Doping-Free All PtSe2 Transistor via Thickness-Modulated Phase Transition

Achieving a high-quality metal contact on two-dimensional (2D) semiconductors still remains a major challenge due to the strong Fermi level pinning and the absence of an effective doping method. Here, we demonstrate high performance all-PtSe2 field-effect transistors (FETs) completely free from those issues, enabled by the vertical integration of a metallic thick PtSe2 source/drain onto the semiconducting ultrathin PtSe2 channel. Owing to its inherent thickness-dependent semiconductor-to-metal phase transition, the transferred metallic PtSe2 transforms the underlying semiconducting PtSe2 into metal at the junction. Therefore, a fully metallized source/drain and semiconducting channel could be realized within the same PtSe2 platform. The ultrathin PtSe2 FETs with PtSe2 vdW contact exhibits excellent gate tunability, superior mobility, and high ON current accompanied by one order lower contact resistance compared to conventional Ti/Au contact FETs.
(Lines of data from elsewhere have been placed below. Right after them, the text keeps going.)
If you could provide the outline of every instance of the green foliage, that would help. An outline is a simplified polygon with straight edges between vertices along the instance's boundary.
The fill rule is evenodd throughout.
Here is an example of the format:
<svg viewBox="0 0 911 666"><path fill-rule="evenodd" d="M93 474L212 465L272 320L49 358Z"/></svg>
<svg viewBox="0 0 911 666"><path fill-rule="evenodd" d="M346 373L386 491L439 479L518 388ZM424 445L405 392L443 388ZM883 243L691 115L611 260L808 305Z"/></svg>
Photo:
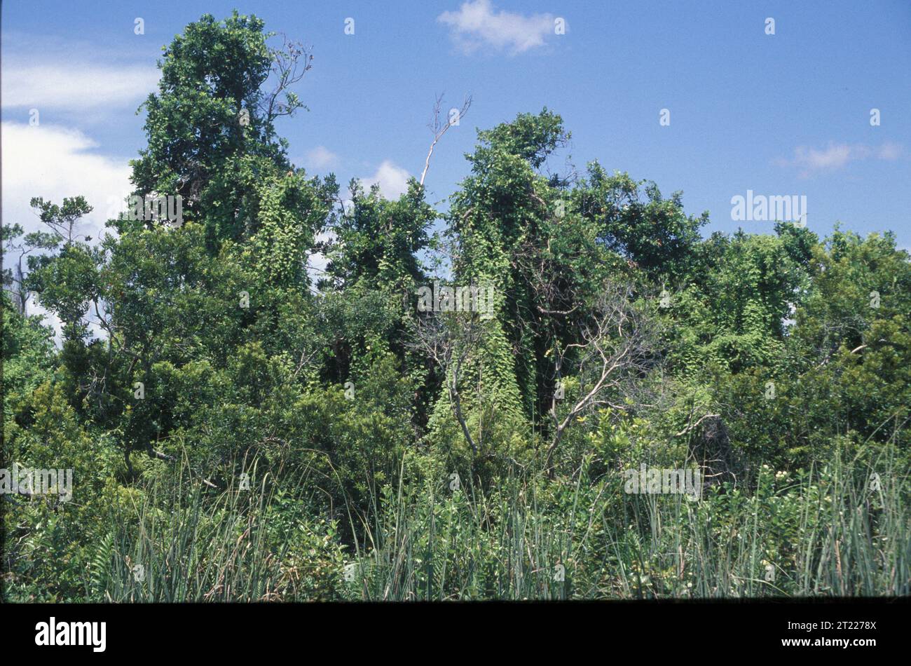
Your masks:
<svg viewBox="0 0 911 666"><path fill-rule="evenodd" d="M892 234L702 239L679 192L550 175L547 108L478 132L445 212L415 180L343 202L287 159L310 60L263 30L164 49L132 180L182 225L93 243L84 198L36 198L42 231L3 230L4 459L74 473L5 496L4 600L911 592ZM435 281L490 311L419 309ZM703 497L628 494L642 464Z"/></svg>

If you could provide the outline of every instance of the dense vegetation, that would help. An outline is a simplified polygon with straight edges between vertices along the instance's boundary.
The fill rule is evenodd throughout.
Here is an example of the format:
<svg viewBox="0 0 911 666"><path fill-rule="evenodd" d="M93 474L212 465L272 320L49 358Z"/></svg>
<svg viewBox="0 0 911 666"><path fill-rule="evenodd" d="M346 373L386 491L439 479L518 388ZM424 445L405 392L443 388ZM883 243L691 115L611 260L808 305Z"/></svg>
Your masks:
<svg viewBox="0 0 911 666"><path fill-rule="evenodd" d="M132 182L182 224L85 239L91 202L36 198L4 229L5 464L74 470L5 496L4 600L911 592L893 236L703 238L680 193L551 174L548 109L479 131L445 210L342 192L288 160L309 59L270 36L165 51ZM435 280L491 312L426 312ZM642 464L701 497L625 492Z"/></svg>

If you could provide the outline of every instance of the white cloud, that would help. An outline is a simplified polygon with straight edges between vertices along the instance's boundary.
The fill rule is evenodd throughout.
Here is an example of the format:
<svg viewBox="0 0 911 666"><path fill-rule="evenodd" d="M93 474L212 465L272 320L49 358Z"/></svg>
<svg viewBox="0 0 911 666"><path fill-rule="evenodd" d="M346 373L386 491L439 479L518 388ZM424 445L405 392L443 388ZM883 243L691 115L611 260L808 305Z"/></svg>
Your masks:
<svg viewBox="0 0 911 666"><path fill-rule="evenodd" d="M436 20L450 26L452 38L466 53L486 45L516 55L544 46L545 36L554 34L551 15L495 11L490 0L463 3L457 12L444 12Z"/></svg>
<svg viewBox="0 0 911 666"><path fill-rule="evenodd" d="M90 110L136 107L155 89L159 70L146 66L111 67L76 60L3 67L4 108Z"/></svg>
<svg viewBox="0 0 911 666"><path fill-rule="evenodd" d="M372 185L378 183L380 193L384 197L395 200L408 191L408 179L410 177L411 174L405 169L396 167L386 159L377 168L373 176L364 176L360 180L363 183L364 190L369 190Z"/></svg>
<svg viewBox="0 0 911 666"><path fill-rule="evenodd" d="M902 156L904 149L894 143L884 143L875 148L864 144L850 145L830 141L824 149L798 146L792 159L776 160L779 166L798 167L801 177L807 178L820 171L834 171L844 168L849 162L867 159L894 160Z"/></svg>
<svg viewBox="0 0 911 666"><path fill-rule="evenodd" d="M87 152L97 144L80 131L55 125L32 127L5 121L3 139L3 219L26 231L40 222L28 202L44 197L61 203L79 194L95 210L83 218L83 231L94 239L108 218L117 216L132 188L126 160Z"/></svg>
<svg viewBox="0 0 911 666"><path fill-rule="evenodd" d="M307 169L323 171L337 167L339 156L325 146L317 146L312 150L307 151L303 161Z"/></svg>

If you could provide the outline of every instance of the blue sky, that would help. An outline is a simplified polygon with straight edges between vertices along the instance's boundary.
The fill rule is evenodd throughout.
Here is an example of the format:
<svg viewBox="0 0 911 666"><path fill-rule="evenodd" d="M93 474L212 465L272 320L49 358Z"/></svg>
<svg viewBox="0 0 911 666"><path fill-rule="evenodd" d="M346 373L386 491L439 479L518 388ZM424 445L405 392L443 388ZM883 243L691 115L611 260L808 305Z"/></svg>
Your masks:
<svg viewBox="0 0 911 666"><path fill-rule="evenodd" d="M555 170L570 157L579 169L597 159L665 194L681 190L689 213L710 211L708 231L771 231L732 220L732 197L752 190L805 195L821 234L841 220L911 246L907 0L5 2L4 220L33 228L29 197L82 193L100 227L144 144L135 111L155 86L161 46L200 15L234 7L312 47L297 87L310 111L278 125L308 172L378 180L394 196L423 169L435 96L448 108L471 93L427 176L441 208L467 173L476 128L547 106L573 135ZM554 34L557 18L565 35Z"/></svg>

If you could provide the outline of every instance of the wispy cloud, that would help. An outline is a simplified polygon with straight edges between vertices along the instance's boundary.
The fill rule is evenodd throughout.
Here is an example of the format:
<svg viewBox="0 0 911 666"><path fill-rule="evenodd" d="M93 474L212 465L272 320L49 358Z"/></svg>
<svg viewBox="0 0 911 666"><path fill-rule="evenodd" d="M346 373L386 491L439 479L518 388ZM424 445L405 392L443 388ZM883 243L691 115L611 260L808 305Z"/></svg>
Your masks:
<svg viewBox="0 0 911 666"><path fill-rule="evenodd" d="M32 197L62 203L64 197L81 194L94 210L83 218L79 231L90 236L94 243L107 231L105 222L125 210L131 190L129 166L126 160L89 152L97 143L82 132L45 123L32 127L5 121L0 139L5 224L17 223L26 231L34 231L41 225L28 204ZM59 343L60 321L34 297L27 309L30 314L45 315L45 323L54 328ZM101 335L96 324L90 323L90 328L93 334Z"/></svg>
<svg viewBox="0 0 911 666"><path fill-rule="evenodd" d="M53 36L4 36L4 108L136 108L160 76L145 51Z"/></svg>
<svg viewBox="0 0 911 666"><path fill-rule="evenodd" d="M303 157L304 166L314 171L324 171L334 169L339 164L339 156L325 146L317 146L308 150Z"/></svg>
<svg viewBox="0 0 911 666"><path fill-rule="evenodd" d="M136 106L159 71L148 67L57 63L4 68L5 108L95 109Z"/></svg>
<svg viewBox="0 0 911 666"><path fill-rule="evenodd" d="M384 197L394 200L408 191L408 179L410 177L411 174L405 169L386 159L376 169L373 176L364 176L360 180L363 183L365 190L374 184L378 184L380 193Z"/></svg>
<svg viewBox="0 0 911 666"><path fill-rule="evenodd" d="M444 12L436 20L450 26L453 40L465 53L486 46L515 56L544 46L545 36L554 34L551 15L496 11L490 0L463 3L458 11Z"/></svg>
<svg viewBox="0 0 911 666"><path fill-rule="evenodd" d="M864 144L835 143L830 141L826 148L819 149L808 146L798 146L794 149L791 159L777 159L782 167L796 167L801 178L808 178L815 173L835 171L844 169L850 162L861 159L898 159L904 154L904 149L895 143L884 143L873 147Z"/></svg>
<svg viewBox="0 0 911 666"><path fill-rule="evenodd" d="M124 210L131 191L126 160L88 152L97 144L75 129L4 121L3 219L26 231L38 228L29 208L32 197L60 203L79 194L95 210L89 213L85 233L97 238L108 218Z"/></svg>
Our work provides a new device paradigm with a low resistance PtSe2 vdW contact which can overcome a fundamental bottleneck in 2D nanoelectronics.

Automated summary

This study demonstrates high-performance all-PtSe2 FETs by vertically integrating a metallic thick PtSe2 source/drain onto the semiconducting ultrathin PtSe2 channel, successfully overcoming the metal contact issue in 2D semiconductors. The transferred metallic PtSe2 induces a semiconductor-to-metal phase transition in the underlying semiconducting PtSe2, achieving fully metallized source/drain and semiconducting channel within the same platform. The PtSe2 FETs exhibit excellent gate tunability, superior mobility, and low contact resistance, providing a new device paradigm for 2D nanoelectronics.